Nurse /(nûrs)/
Nurse
n.
- One who nourishes; a person who supplies food, tends, or brings up; as: (a) A woman who has the care of young children; especially, one who suckles an infant not her own. (b) A person, especially a woman, who has the care of the sick or infirm.
-
One who, or that which, brings up, rears, causes to grow, trains, fosters, or the like.
The nurse of manly sentiment and heroic enterprise.
- A lieutenant or first officer, who is the real commander when the captain is unfit for his place. (Naut.)
- A peculiar larva of certain trematodes which produces cercariae by asexual reproduction. See Cercaria, and Redia. (Zool.)
Phrases & Compounds
- Nurse shark
- A large arctic shark (Somniosus microcephalus), having small teeth and feeble jaws; -- called also sleeper shark, and ground shark.
- To put to nurse
- to send away to be nursed; to place in the care of a nurse.
- Wet nurse
- See Wet nurse, and Dry nurse, in the Vocabulary.
Nurse
v. t.
imp. & p. p. Nursed; p. pr. & vb. n. Nursing
-
To nourish; to cherish; to foster
Sons wont to nurse their parents in old age.
Him in Egerian groves Aricia bore, And nursed his youth along the marshy shore.
-
To bring up; to raise, by care, from a weak or invalid condition; to foster; to cherish; -- applied to plants, animals, and to any object that needs, or thrives by, attention.
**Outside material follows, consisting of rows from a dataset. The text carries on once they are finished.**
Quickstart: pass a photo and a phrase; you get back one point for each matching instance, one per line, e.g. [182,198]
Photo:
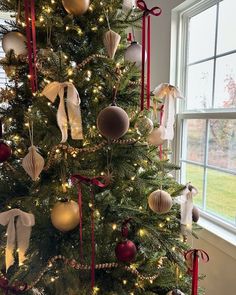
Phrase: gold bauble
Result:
[65,215]
[160,201]
[14,41]
[76,7]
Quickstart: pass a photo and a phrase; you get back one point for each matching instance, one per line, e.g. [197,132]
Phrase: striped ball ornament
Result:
[160,201]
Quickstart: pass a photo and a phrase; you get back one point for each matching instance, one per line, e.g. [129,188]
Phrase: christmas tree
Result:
[79,164]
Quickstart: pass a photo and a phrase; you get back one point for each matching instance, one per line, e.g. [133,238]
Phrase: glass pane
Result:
[199,86]
[195,140]
[225,88]
[221,195]
[194,174]
[227,25]
[202,29]
[222,144]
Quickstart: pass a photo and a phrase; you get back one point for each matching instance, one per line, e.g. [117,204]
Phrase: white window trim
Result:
[179,39]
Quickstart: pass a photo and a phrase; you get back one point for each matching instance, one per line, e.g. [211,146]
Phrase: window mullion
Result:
[215,53]
[205,166]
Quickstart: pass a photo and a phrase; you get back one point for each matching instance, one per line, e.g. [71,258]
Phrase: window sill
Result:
[223,239]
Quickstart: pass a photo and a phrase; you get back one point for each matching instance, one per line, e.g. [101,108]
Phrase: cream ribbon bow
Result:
[54,89]
[186,202]
[169,93]
[21,231]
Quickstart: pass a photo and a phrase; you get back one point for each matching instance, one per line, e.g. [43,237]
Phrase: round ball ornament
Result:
[76,7]
[196,214]
[155,138]
[160,201]
[14,41]
[134,54]
[126,251]
[175,292]
[5,152]
[144,126]
[113,122]
[65,215]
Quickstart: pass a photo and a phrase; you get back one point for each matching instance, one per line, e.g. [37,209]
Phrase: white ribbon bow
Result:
[169,93]
[21,231]
[54,89]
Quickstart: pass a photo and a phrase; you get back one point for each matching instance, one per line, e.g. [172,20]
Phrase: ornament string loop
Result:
[95,181]
[31,42]
[194,256]
[155,11]
[15,289]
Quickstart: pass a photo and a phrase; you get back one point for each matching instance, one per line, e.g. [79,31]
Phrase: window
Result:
[207,117]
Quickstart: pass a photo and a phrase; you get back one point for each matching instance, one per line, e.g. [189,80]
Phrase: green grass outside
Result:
[221,191]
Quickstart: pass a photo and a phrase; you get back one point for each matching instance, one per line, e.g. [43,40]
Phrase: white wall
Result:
[221,270]
[161,39]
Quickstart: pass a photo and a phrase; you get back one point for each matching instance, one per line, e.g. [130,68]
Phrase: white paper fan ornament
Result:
[33,162]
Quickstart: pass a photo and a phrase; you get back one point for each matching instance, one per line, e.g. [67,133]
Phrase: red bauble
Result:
[126,251]
[5,152]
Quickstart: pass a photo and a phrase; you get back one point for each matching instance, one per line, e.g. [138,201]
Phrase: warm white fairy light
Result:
[142,232]
[114,226]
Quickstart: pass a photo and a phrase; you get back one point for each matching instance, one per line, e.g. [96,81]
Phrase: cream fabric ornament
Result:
[111,41]
[129,4]
[186,204]
[169,93]
[175,292]
[160,201]
[54,89]
[33,163]
[17,233]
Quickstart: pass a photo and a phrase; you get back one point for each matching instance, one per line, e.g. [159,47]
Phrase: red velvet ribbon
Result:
[31,42]
[125,228]
[95,181]
[161,119]
[130,37]
[156,11]
[15,289]
[1,133]
[194,255]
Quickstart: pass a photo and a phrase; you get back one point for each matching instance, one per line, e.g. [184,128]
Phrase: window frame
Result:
[179,54]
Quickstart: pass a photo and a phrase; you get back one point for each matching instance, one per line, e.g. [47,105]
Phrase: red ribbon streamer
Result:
[95,181]
[15,289]
[31,42]
[161,118]
[194,255]
[156,11]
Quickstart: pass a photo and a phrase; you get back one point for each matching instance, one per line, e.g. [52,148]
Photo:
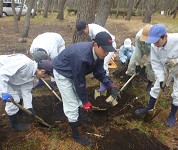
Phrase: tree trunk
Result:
[175,9]
[148,12]
[85,11]
[55,6]
[27,19]
[40,7]
[1,8]
[103,9]
[130,4]
[60,15]
[20,12]
[16,27]
[35,9]
[45,12]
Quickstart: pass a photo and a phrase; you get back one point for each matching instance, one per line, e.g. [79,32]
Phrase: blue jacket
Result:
[75,62]
[125,53]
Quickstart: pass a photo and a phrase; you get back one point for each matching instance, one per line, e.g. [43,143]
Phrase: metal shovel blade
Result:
[151,114]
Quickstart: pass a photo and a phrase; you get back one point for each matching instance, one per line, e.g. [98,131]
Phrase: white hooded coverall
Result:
[159,56]
[16,78]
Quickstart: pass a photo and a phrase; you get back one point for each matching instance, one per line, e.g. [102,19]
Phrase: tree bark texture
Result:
[16,27]
[27,19]
[60,15]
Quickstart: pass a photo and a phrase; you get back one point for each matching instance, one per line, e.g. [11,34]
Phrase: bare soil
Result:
[117,128]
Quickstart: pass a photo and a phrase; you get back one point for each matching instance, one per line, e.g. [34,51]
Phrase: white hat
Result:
[127,43]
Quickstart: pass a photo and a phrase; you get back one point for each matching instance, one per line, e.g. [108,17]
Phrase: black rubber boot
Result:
[149,86]
[77,137]
[20,112]
[16,125]
[129,85]
[83,116]
[149,106]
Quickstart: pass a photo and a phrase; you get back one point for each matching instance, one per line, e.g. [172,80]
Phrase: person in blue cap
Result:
[164,57]
[70,69]
[126,51]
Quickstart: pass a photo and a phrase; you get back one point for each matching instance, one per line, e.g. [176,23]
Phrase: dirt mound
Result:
[129,140]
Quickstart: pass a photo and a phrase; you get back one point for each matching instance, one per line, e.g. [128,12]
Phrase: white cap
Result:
[127,43]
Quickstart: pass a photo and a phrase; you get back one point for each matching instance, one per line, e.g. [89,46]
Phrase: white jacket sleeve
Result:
[7,71]
[157,66]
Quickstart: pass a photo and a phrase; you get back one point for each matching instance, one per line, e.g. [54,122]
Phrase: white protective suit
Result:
[52,43]
[16,78]
[159,56]
[93,30]
[141,49]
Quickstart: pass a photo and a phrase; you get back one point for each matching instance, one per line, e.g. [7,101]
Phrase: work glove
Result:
[115,91]
[137,69]
[171,63]
[161,86]
[32,111]
[6,96]
[140,70]
[87,106]
[102,88]
[39,83]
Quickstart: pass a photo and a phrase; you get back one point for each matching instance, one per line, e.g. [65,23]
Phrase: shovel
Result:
[30,113]
[153,112]
[113,100]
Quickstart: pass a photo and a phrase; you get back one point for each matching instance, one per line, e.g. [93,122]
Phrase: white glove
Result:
[171,63]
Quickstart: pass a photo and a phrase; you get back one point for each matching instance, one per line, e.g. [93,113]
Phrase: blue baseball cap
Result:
[104,40]
[156,31]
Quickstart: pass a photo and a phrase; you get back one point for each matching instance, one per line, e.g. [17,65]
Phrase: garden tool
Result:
[153,112]
[113,100]
[30,113]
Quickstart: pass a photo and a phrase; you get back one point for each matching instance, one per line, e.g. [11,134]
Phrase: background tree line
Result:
[96,11]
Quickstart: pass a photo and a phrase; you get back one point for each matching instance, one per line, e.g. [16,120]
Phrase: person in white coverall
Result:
[17,73]
[47,46]
[164,57]
[92,29]
[141,49]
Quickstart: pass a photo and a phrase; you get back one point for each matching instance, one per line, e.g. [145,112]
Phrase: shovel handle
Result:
[164,83]
[57,96]
[29,112]
[128,81]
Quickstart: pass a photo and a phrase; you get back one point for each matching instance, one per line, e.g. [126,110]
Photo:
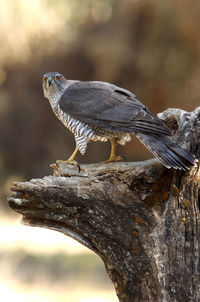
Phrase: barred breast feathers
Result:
[83,133]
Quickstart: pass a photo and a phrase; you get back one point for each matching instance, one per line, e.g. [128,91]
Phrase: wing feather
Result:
[110,107]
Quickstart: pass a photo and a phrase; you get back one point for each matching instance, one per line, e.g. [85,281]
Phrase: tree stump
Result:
[142,219]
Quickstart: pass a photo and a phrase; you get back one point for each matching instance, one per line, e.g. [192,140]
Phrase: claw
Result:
[70,162]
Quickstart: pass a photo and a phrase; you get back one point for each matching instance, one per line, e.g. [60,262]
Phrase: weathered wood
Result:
[142,219]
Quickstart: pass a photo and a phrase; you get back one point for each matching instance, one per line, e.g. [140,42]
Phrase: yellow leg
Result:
[70,160]
[112,157]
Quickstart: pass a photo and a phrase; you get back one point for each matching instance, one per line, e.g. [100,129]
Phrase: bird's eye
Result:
[58,78]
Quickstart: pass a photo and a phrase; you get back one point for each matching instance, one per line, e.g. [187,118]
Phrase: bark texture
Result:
[142,219]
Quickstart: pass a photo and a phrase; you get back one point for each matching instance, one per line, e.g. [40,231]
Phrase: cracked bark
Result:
[140,218]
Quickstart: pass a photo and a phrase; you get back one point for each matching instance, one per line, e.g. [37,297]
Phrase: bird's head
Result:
[53,84]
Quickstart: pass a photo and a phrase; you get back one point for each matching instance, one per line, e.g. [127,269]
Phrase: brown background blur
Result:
[151,47]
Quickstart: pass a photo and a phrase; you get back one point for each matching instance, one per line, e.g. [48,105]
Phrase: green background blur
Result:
[151,47]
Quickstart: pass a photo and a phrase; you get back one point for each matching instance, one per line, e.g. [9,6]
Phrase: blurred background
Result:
[151,47]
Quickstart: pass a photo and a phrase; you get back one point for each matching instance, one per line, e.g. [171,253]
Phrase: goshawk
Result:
[99,111]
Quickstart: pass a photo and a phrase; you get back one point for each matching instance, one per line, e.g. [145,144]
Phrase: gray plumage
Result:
[100,111]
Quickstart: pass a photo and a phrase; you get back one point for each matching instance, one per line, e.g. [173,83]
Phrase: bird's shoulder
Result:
[92,92]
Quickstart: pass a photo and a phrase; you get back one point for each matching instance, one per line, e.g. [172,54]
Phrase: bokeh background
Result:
[151,47]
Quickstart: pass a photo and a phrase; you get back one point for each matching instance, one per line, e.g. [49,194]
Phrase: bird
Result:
[100,111]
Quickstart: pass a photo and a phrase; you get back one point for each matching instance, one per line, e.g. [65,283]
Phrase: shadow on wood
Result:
[140,218]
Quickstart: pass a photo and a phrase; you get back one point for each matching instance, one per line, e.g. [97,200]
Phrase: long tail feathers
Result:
[169,153]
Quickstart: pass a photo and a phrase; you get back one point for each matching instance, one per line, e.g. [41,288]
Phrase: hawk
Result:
[98,111]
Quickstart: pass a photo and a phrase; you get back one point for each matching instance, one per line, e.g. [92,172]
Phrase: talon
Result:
[54,166]
[70,162]
[114,159]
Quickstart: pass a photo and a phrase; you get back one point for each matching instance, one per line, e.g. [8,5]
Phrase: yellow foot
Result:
[70,162]
[114,159]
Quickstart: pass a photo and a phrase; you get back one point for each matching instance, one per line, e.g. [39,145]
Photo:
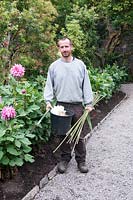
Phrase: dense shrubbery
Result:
[107,80]
[28,30]
[22,105]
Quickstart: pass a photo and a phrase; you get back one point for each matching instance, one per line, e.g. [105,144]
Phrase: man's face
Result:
[65,48]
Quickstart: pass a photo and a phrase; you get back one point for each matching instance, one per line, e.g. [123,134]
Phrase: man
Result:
[69,84]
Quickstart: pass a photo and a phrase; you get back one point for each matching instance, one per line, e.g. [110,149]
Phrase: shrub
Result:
[22,105]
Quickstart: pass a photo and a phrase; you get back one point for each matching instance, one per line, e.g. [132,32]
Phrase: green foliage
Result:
[19,134]
[119,13]
[80,27]
[26,34]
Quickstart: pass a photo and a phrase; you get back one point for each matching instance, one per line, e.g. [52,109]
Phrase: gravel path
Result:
[110,161]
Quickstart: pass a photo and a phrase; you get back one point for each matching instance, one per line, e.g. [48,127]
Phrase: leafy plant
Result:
[22,106]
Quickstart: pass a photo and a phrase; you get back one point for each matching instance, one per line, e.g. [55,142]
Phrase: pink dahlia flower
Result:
[17,70]
[23,91]
[8,112]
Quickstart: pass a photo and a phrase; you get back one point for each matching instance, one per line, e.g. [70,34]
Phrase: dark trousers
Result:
[80,148]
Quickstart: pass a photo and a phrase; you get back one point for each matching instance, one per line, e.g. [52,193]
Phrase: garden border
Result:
[33,192]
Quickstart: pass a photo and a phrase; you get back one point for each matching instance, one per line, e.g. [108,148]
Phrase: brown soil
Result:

By what hands [has vice] been nursed into so uncontrolled a dominion?
- To manage with care and economy, with a view to increase; as, to nurse our national resources.
- To caress; to fondle, as a nurse does.
Phrases & Compounds
- To nurse billiard balls
- to strike them gently and so as to keep them in good position during a series of caroms.